Questa settimana ho letto per voi il primo libro della nuova serie di Elsie Silver, La mia vittoria sei tu. Off to the Races, edito da Newton Compton.
Come ben sapete, questa è la sua primissima serie scritta, anche se noi l’abbiamo conosciuta con altri libri, ad esempio con la Chestnut Springs Series. Anche con questa serie non ci allontaniamo molto dai ranch, ma ci spostiamo nel Canada occidentale.
Il protagonista, Vaughn Harding, è costretto a tornare a Ruby Creek per salvare il ranch di famiglia dopo la morte improvvisa del nonno, accusato di aver truccato le corse dei cavalli. Un’accusa che pesa moltissimo su Vaughn, deciso a fare di tutto per liberarsi da questa etichetta.

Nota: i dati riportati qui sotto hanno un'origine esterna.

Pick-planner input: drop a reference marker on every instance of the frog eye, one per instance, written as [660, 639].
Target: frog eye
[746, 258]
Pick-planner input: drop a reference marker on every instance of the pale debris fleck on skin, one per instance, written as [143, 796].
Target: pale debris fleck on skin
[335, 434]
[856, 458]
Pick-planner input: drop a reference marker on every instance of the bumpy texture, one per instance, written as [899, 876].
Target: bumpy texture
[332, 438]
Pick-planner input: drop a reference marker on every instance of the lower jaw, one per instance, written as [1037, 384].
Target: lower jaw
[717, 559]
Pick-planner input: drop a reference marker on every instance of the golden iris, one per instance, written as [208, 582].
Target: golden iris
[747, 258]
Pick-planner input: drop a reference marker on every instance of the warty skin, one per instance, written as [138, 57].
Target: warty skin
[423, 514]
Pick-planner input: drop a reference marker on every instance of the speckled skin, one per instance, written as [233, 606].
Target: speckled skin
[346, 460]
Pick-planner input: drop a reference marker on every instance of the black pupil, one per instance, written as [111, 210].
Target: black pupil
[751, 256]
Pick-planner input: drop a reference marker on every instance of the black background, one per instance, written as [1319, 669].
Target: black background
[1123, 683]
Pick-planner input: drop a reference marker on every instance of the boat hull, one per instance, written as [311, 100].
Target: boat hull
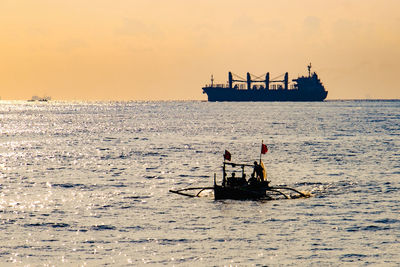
[221, 94]
[240, 193]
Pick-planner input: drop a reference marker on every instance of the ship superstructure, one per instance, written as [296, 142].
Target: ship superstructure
[262, 88]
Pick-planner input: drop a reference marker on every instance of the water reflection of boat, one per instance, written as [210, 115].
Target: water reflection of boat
[239, 188]
[40, 99]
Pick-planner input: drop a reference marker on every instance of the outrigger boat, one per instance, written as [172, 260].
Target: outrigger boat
[239, 188]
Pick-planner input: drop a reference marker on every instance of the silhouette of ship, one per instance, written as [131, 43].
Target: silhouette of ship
[304, 88]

L’unico modo che ha è addestrare il suo peggior cavallo, quello che proprio non riesce a domare. Ed è qui che entra in gioco Billie Black, un’addestratrice talentuosa.
«Questo è il mio posto felice. Niente drammi. Niente finzioni. Solo io e i cavalli. Nessun essere umano in vista. Proprio come piace a me.»

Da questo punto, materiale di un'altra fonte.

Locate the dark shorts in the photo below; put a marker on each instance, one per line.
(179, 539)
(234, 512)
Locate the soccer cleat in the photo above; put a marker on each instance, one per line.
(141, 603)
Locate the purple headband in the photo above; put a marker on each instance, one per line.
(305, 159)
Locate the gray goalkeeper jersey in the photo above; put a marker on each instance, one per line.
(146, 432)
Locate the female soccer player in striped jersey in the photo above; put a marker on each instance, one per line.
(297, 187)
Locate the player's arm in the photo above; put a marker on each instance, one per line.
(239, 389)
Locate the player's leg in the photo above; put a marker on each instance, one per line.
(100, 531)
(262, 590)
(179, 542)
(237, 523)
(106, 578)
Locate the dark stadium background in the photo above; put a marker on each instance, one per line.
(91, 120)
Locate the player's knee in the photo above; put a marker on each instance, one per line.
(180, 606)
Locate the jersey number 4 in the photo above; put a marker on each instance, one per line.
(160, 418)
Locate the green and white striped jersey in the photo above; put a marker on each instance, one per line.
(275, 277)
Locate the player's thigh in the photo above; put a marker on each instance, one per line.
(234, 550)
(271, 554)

Ovviamente tra i due scatta la scintilla, ma non sarà una passeggiata: lei cerca in tutti i modi di stare lontana da Vaughn, ma non sarà così facile. Il lavoro e l’attrazione che li lega diventano la scusa perfetta per passare sempre più tempo insieme.

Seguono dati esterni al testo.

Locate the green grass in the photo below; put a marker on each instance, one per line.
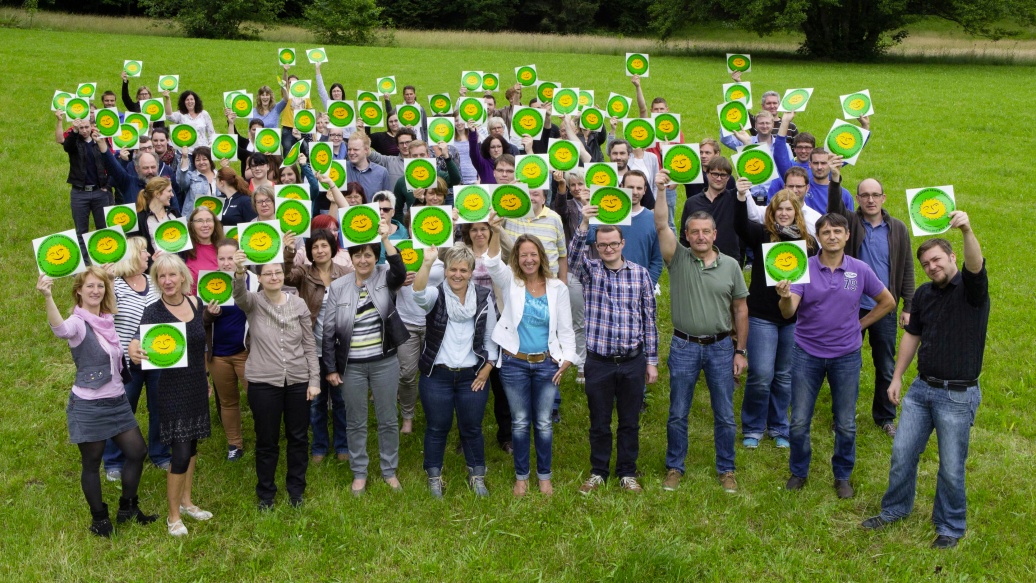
(968, 125)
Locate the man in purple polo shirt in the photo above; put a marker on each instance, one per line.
(828, 338)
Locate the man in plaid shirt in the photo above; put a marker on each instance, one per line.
(622, 349)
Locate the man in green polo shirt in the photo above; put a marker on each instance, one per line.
(708, 294)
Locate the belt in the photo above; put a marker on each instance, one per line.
(948, 384)
(619, 358)
(531, 358)
(700, 340)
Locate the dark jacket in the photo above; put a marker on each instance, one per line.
(342, 298)
(900, 259)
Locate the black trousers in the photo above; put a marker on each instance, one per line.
(621, 386)
(269, 405)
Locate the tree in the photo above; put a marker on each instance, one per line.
(217, 19)
(845, 30)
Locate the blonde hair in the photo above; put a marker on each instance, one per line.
(108, 304)
(168, 261)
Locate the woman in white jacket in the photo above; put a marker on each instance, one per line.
(538, 345)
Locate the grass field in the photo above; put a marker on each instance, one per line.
(967, 125)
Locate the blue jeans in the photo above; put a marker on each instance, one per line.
(807, 376)
(156, 450)
(318, 419)
(768, 390)
(442, 392)
(883, 351)
(687, 359)
(530, 394)
(951, 413)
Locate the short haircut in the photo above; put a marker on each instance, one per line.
(320, 235)
(834, 220)
(938, 241)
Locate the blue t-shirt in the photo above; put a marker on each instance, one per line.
(535, 325)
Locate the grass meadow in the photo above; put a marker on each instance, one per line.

«Lui è la roccia di cui ho bisogno. La roccia che ho passato tutta la vita a cercare.»
Non vado oltre, perché rischierei di svelarvi troppo: è una storia tutta da scoprire, come del resto tutte quelle della Silver.
In questo caso, però, si percepisce chiaramente che si tratta della sua prima opera: la scrittura è ancora acerba, ma si intravede già tutto il suo talento. Non è il suo libro migliore, lo ammetto, ma da qualche parte doveva pur iniziare e lo ha fatto con una buona storia.
Pur non essendo un’amante dello slow burn, devo riconoscere che qui è dosato davvero bene: le scintille tra i protagonisti crescono passo dopo passo, lasciando quella voglia irresistibile di continuare a leggere per scoprire cosa succederà.
Consiglio assolutamente questo libro, senza nemmeno pensarci… anche perché si parla di cowboy, e questa è già una garanzia, giusto?